La couleur rouge dans tous les matins du monde
Dans la pièce Fin de Partie de Samuel Beckett, les visages de Hamm et Clov sont d’emblée décrits comme rouges, rouges comme le mouchoir qui symbolise le rideau théâtral, portant à lui seul toute une symbolique. Tous les matins du monde de Pascal Quignard développe aussi cette thématique de la couleur, qui permet oppositions, effets esthétiques et symboliques autour des personnages, dans le film comme dans l’œuvre écrite. Nous verrons ainsi quelles significations nous pouvons attribuer à la couleur la plus riche, la plus profonde qui y apparaît : le rouge. Le rouge est avant tout emblème de vanité, donc d’une certaine futilité, mais aussi dans le sens pictural de terme, nourrissant par ce biais les autres thèmes développés par l’œuvre.
Associée au pouvoir, à la quête des honneurs, quête vaine et motivée par l’orgueil ou un besoin de reconnaissance, elle prend corps à travers les personnages. Ainsi, Monsieur de Sainte Colombe est dans le film vêtu d’un costume noir et austère, et ce dès sa première apparition, au chevet d’un homme mourant : il est d’emblée opposé à Marin Marais, qui est lui habillé d’un pourpoint rouge vif lorsqu’il se présente à la propriété. A l’image des couleurs qui leur sont attachées, ce sont deux conceptions tout à fait différentes de la musique et de l’existence qu’ils vont développer en parallèle au fil du récit, Marin arborant de nouvelles fioritures rouges et dorées sur ses vêtements, autant de gallons ridicules, au fur et à mesure de son élévation sociale.

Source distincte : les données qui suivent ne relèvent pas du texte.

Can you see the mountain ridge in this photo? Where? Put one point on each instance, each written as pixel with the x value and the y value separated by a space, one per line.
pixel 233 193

C’est aussi la Vanité artistique, ce genre pictural, qui donne la part belle au rouge. Composition allégorique qui suggère que l'existence terrestre est vide, vaine, renvoyant l’homme à sa propre précarité, elle est omniprésente dans le film comme dans le livre et représente bien ce monde de la Cour du Roi Soleil, où tout n’est finalement que qu’apparences, images sans fond et illusions.